犯罪者が警官の顔面に早撃ち=ボディカメラがその瞬間を記録

 

 サンパウロ州沿岸部で2日、軍警エリート部隊「ロタ」所属のサムエル・ウェズリー・コスモ氏(35)が、ファベーラの密集家屋群を捜索中、犯人に顔面を撃たれて死亡、同氏が装着していたボディカメラがその瞬間をとらえていた。公開された映像には犯人が突然目の前に現れて発砲して走り去る様子が鮮明に記録されており、その緊迫した状況が見る者を震撼させた。4日付ポデール360など(1)(2)が報じている。
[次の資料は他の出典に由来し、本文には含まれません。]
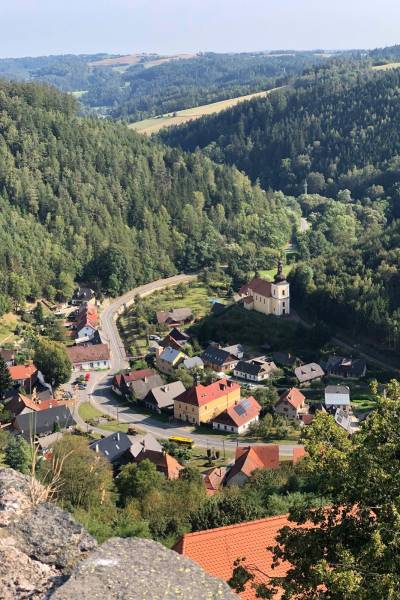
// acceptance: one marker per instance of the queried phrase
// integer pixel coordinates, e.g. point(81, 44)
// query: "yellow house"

 この事件は、麻薬の取引地点として知られるサントス市ボン・レチロ地区のジョゼ・ラ・マッシア広場で起こった。コスモ氏は2人の警官と共にファベーラ(貧民街)を定期巡回中、単独で迷路のような路地を引き返したところで、青いジャケットと黒い短パンを着た男が急に現れた。次の瞬間、警官は銃を構えようとしたが、警官に向け素早く発砲して逃走した。
 コスモ氏は顔面を撃たれて地面に倒れ込んだが、カメラは撮影し続けていた。すぐに市内の病院に搬送されたが、その後死亡が確認された。事件現場では携帯電話、弾倉、9ミリ弾の薬莢(やっきょう)ケースなどが押収された。
 ギリェルメ・デリテ州保安局長は同日、Xを通して「我々は遺族を全面的に支援し、犯人を一刻も早く逮捕できるよう全力を尽くす」と声明。コスモ氏の死に関与した人物の居場所の特定と逮捕を目的として、同地域で警察の活動を一層強化している。
 エスクード作戦はグアルジャ市で巡回中の軍警特別部隊のパトリキ・レイス氏の死亡を受けて、2023年7月に始まった。同作戦の第1回目は警察による報復の様相を呈し、合計で28人が撃ち合いなどで死亡。958人が逮捕され、うち382人が司法当局から指名手配された。117丁の銃器と977キロの麻薬が押収された。
 今回は1月末に軍警のマルセロ・アウグスト・ダ・シルバ氏が殺害された後に始まった第8次エスクード作戦で、5日時点ですでに7人の死者が出ている。警察と犯罪グループによる報復合戦は白熱する様相を呈しており、まだまだ死者が増えそうだ。